Caure continuou viajando pela floresta, acompanhado por Trovão, seu fiel cachorro. Ao chegar a um suntuoso lugar, onde alguns habitantes encantados da floresta prestavam homenagem ao deus Sol, encontrou um homem de nome Sum que falou de uma moderna civilização que conhecera muito distante da floresta. Nessa civilização as pessoas pareciam felizes, moravam em palácios, viajavam em naves pelo espaço e tinham outros hábitos, dominavam ciências desconhecidas por outras nações e usavam tecnologias avançadíssimas, mas esse mesmo povo era responsável pelas queimadas na floresta, matança de animais e poluição das águas. Caure não compreendia como esses homens promoviam esses crimes ambientais se eram tão adiantados tecnologicamente. Não entendia, porém, havia sido advertido por Lou que encontraria essas pessoas em sua caminhada, mas deveria ficar tranquilo continuando seu trabalho, pois ela estaria com ele no momento que fosse necessário. Caure se pôs a indagar sobre a civilização dos homens, queria realmente saber como eles viviam, pois depois que saiu de Tutóia havia tido pouco contato com seres humanos. Para enriquecer seu conhecimento e compreender o comportamento do homem ele precisava conhecer outro tipo de civilização.

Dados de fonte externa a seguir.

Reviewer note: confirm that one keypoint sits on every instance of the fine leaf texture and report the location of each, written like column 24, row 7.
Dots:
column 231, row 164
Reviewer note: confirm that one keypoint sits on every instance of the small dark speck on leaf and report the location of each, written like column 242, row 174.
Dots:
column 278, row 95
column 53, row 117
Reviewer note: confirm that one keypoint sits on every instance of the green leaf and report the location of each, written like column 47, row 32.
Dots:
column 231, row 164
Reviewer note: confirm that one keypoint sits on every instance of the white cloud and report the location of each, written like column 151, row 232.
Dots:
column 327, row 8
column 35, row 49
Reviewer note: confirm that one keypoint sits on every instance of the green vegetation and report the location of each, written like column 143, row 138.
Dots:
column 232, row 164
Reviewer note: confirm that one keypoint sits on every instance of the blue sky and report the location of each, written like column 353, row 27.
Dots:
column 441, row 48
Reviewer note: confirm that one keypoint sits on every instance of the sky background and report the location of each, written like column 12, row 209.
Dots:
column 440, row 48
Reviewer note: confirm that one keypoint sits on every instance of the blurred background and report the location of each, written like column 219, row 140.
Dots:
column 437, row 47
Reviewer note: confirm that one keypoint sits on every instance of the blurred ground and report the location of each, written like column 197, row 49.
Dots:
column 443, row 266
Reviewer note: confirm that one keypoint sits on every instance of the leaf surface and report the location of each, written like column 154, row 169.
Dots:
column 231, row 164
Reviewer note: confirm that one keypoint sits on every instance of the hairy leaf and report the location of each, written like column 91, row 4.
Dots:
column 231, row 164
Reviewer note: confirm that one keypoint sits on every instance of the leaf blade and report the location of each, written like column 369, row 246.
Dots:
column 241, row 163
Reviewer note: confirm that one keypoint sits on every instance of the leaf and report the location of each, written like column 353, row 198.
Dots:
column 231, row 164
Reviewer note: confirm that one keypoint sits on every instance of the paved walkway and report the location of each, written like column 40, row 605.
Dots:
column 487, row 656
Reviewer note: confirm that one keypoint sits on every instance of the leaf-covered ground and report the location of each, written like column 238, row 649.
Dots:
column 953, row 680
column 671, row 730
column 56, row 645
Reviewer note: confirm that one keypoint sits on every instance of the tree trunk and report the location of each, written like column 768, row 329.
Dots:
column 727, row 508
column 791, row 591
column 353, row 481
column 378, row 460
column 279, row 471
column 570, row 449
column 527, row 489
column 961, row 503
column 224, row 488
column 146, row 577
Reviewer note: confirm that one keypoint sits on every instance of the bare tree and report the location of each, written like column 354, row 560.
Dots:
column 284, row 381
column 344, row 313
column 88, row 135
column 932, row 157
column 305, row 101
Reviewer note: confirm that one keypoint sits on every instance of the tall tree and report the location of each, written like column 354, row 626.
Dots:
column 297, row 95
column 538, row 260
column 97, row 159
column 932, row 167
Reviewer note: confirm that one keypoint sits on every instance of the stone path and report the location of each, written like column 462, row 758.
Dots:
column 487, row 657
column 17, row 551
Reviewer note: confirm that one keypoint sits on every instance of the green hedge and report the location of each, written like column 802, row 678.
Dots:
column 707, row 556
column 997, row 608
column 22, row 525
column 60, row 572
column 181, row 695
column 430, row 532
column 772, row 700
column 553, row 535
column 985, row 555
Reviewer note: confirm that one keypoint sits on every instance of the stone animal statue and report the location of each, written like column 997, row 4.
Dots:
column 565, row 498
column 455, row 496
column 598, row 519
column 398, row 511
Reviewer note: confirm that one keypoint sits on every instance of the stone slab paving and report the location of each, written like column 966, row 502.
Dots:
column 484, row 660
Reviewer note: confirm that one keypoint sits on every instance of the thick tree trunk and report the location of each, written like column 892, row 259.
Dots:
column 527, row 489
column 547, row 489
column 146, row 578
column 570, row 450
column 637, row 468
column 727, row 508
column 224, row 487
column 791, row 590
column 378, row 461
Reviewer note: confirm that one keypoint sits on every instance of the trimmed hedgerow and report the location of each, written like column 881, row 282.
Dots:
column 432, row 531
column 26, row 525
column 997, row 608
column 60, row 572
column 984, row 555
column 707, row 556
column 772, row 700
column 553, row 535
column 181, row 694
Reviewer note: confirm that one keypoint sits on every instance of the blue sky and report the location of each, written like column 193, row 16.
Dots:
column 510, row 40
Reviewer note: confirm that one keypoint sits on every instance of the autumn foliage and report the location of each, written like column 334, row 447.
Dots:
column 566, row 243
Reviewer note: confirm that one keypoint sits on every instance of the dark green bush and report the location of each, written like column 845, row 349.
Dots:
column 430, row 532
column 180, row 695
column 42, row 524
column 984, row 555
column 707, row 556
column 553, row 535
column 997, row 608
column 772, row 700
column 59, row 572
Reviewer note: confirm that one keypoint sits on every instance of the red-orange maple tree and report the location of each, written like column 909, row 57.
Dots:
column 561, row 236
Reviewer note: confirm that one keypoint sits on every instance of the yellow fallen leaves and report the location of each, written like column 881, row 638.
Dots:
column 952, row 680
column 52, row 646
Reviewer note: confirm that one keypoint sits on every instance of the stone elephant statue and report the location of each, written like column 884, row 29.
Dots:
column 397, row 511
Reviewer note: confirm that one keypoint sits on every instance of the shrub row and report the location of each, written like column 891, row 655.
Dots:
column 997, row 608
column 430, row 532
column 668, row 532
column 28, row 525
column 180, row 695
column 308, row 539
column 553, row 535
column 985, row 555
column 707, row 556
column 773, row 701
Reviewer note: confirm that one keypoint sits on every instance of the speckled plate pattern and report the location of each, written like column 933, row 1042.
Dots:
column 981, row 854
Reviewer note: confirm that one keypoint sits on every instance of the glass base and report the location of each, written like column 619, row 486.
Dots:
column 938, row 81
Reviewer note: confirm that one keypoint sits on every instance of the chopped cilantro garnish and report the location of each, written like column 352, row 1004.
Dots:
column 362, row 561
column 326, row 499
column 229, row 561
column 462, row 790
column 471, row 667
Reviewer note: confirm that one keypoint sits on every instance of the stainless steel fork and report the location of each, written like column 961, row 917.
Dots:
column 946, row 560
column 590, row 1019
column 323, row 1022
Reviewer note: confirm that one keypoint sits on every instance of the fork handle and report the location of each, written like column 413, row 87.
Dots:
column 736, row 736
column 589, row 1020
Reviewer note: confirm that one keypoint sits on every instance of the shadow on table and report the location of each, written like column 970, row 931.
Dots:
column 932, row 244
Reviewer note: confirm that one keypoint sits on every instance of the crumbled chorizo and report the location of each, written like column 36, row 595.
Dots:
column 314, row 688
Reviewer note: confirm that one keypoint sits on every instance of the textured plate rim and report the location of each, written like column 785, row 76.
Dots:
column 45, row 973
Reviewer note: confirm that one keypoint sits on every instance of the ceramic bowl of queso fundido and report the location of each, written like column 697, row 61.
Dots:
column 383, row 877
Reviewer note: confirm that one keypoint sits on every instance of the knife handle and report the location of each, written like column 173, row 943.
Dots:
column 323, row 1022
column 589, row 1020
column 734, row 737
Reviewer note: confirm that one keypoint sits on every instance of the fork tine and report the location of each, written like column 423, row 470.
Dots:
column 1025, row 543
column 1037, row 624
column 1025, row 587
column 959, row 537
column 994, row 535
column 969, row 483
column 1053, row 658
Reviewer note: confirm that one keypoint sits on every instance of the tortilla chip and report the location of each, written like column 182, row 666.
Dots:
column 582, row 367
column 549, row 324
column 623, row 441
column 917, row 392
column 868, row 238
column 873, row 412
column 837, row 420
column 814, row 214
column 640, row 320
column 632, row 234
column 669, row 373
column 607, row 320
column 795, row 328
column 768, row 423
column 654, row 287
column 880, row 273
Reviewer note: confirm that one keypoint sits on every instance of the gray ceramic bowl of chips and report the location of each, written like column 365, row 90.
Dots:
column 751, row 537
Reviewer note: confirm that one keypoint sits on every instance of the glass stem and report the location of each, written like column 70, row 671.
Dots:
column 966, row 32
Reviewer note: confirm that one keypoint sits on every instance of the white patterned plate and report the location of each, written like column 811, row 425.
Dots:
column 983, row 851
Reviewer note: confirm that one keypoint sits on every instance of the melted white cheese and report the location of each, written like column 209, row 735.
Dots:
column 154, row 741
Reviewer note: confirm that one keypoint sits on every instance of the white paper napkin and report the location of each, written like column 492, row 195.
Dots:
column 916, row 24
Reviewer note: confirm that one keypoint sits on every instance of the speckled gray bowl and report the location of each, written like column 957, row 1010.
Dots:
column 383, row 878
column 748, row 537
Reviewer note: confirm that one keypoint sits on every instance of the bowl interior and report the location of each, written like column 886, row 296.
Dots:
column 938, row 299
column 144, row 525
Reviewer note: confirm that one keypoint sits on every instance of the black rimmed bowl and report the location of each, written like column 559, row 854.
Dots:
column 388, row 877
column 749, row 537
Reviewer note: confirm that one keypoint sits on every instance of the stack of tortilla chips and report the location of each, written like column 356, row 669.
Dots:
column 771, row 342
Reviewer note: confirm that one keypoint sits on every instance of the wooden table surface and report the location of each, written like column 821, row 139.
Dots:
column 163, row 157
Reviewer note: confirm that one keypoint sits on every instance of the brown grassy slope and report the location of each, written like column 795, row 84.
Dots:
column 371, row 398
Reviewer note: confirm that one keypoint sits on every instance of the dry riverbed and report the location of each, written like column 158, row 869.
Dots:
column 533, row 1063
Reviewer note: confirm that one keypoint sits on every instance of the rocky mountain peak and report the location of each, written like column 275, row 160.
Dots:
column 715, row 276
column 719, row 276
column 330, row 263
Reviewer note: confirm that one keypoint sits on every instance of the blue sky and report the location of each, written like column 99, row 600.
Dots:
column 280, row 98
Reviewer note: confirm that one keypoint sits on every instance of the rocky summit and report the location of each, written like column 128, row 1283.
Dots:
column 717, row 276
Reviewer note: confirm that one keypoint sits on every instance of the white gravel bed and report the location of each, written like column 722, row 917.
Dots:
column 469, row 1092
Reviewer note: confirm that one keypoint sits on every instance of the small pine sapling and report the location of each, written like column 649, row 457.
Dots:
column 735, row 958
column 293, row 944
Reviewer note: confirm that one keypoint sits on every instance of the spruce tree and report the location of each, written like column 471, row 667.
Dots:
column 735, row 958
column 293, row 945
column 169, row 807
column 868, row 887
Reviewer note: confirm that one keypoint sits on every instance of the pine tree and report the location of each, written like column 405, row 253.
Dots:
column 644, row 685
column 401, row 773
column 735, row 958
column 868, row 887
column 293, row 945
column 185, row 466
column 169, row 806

Sum aconselhou Caure a restringir sua vida à floresta, assim poderia contribuir com mais intensidade na conservação do ecossistema, não somente na floresta amazônica, mas em outras florestas que existem em outros continentes, advertiu-o que conviver na civilização moderna é complicado e exige muita paciência e determinação. No entanto, Caure precisava conhecer melhor a Terra e Insistiu muito perante a natureza obtendo o direito de visitar lugares habitados por criaturas modernas. Assim, Caure aceitou esse novo desafio, e logo chegou a uma cidade, diferente de tudo o que havia conhecido. Queria fazer um estudo minucioso da cultura do povo daquele lugar. Lou havia lhe falado dessa experiência, pois ela já passara por esse caminho. Caure havia expandido sua memória e tinha uma grande capacidade de entendimento. Na medida em que obtinha mais conhecimento compreendia a razão da existência da raça humana. Ele precisava ver e sentir para poder entender o comportamento do homem moderno.